本研究では、胚胎発生過程に基づく新しい分類法「胚胎発生学的分類法」を提案した。この分類法では、終髄の位置、形態、および馬尾の異常を考慮している。研究者は、1985年から2019年の間の89例の尾部発育障害患者の画像診断と神経系統の評価データを後方視的に分析し、新しい分類法に基づいて「形成障害群」、「退行障害群」、「正常群」の3群に分類し、この新しい分類法が患者の神経機能障害や脱髄手術の可能性を反映する価値を評価することを目的とした。

研究要約

本研究では、89例の尾部発育障害患者(平均年齢39.3ヶ月)を対象とした。16%が運動障害、11%が感覚障害、60%が括約筋機能障害を有していた。

研究者は患者を3つの分類法(骨格分類、終髄レベル分類、胚胎発生学的分類)で分類したが、前の2つの分類法では異なるグループ間で脊髄異常や神経機能障害に差がみられなかった。しかし、胚胎発生学的分類法では、「形成障害群」の運動障害および感覚障害の発生率(42%)が「退行障害群」(16%)や「正常群」(0%)と比較して有意に高かった(p=0.039)。
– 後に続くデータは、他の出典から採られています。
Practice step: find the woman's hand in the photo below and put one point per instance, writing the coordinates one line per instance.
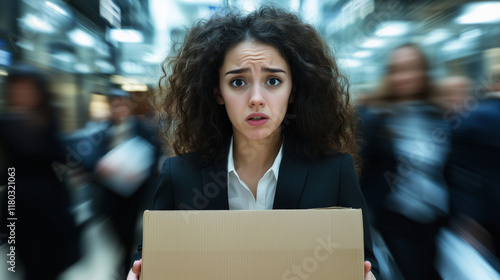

さらに分析したところ、運動障害を予測する上で、胚胎発生学的分類法の「形成障害群」は強力な独立した予測因子であった(OR 11.66、p=0.007)。注目すべきは、胚胎発生学的分類法の「正常群」には神経機能障害がみられなかったことである。また、この分類法は、患者が脱髄手術を必要とするかどうかも良く区別できた(形成障害群42%、退行障害群81%、正常群12%、p<0.001)。

研究の意義

総じて、本研究は、骨欠損レベルに基づく従来の分類法が脊髄異常との関連性を過大評価していることを示した。研究者が提案した新しい胚胎発生学的分類法は、尾部発育障害患者の神経機能状態を良く予測できるだけでなく、脱髄手術が必要となる可能性の高い患者群を同定できるため、一定の臨床的価値がある。この分類法は、尾部発育障害患者の層別化管理に新たな試みを提供する。

このレビュー報告は、まず尾部発育障害の臨床的背景と従来の分類法の問題点を紹介している。次に本研究の手順、つまり患者データの後方視的分析と胚胎発生過程に基づく新しい分類基準(「形成障害」、「退行障害」、「正常」の3群)の提案を説明している。最後に、3つの分類法が患者の臨床症状を反映する程度の違いと、新しい分類法の臨床的有用性について報告している。